The video above is a 5min 49sec sample from the full installation. The main video screen loops and has 21min duration, the four smaller screens which provide the ambient lighting run 1min static loops. Full screen sequences from the main screen have been cross cut with the documentary video to illustrate the content and imagery in more detail, all these edits are synchronous with the installation as viewers would meet the work.


‘All hail the conquering hero!… The one who was supposed to save us all.’
Halo 5 Guardians

Under a sheet of gunfire and explosions, as rain and thunder thrash the darkened earth, a multitude of heroes descend into the carnage. Colony worlds have been unexpectedly attacked. Chaos has been unleashed by a plague of evil terror as corrupt Governments rely on weaponry and stealth to maintain authority. Human, mechanical and fantasy forces unite and collide in a universe without trust. Humanity is at stake and the power of love must prevail.

In the distance, amidst the analogue ruins of a fading biosphere, past the weather-worn flags of a once-powerful empire, a monument emerges from the wreckage; an altar to a lost nation – no – to civilisation itself.

But for as long as the wars continue to rage with their unrelenting, glory-seeking heroes and until the power ballads, unfettered in their heart-breaking sincerity, cease to be sung, civilisation will silently, willingly, pleasurably continue to fade to black.


Stepping through sheets of black pvc into a darkened void, a rumble of thunder surrounds you, followed swiftly by a crack of lightning. You can just about make out a screen in the distance, looming overhead and showing only fuzz. As your eyes adjust you see that the floor is strewn with detritus; broken machinery, TV’s, barrels and bike wheels dictate a path onto a mirrored walkway, reflecting an immense structure ahead. As your eyes settle further you make out the outline of a monument; an altar.

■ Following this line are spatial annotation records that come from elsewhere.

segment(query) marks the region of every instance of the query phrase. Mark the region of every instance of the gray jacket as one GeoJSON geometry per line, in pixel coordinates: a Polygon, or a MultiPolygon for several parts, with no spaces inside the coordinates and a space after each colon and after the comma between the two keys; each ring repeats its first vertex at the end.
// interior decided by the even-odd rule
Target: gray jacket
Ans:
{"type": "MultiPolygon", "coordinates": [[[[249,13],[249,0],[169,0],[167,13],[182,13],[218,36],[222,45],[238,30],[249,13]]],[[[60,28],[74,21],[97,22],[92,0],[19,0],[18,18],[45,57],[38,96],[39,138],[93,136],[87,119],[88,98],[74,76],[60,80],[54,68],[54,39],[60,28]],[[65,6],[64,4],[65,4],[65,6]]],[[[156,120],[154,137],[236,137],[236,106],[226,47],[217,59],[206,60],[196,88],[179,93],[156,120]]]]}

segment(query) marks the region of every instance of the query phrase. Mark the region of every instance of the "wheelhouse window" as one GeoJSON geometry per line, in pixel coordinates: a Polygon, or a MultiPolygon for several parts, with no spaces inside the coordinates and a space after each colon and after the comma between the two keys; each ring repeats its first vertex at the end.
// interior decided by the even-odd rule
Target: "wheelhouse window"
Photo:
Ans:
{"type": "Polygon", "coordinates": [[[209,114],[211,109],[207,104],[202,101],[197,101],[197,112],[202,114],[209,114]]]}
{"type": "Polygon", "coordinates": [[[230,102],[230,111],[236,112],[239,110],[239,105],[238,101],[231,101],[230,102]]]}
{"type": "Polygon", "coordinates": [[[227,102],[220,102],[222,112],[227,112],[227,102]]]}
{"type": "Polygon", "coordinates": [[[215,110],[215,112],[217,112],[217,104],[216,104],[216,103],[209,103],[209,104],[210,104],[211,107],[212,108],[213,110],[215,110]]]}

Bedecked in tin foil the structure reaches imposingly, ridiculously, into a sky of would-be ominous, cartoon-like clouds.

Embedded in the altar, the screen flickers into life and the nightmare begins to unfold.

Clips from video game trailers are cut and spliced into a cacophony of relentless violence, forming a loose but compelling end-of-world narrative. Power ballads intermittently overlay the visual and aural assault, weaving a love story into the homoeroticism and undercutting the hyper masculinity and sexualised images of women with a tongue-in-cheek melodrama. A single coke can carelessly, deliberately, anoints the altar; an altar consecrated to the monetisation of the failed futures of yesterday and the lost dreams of better tomorrows.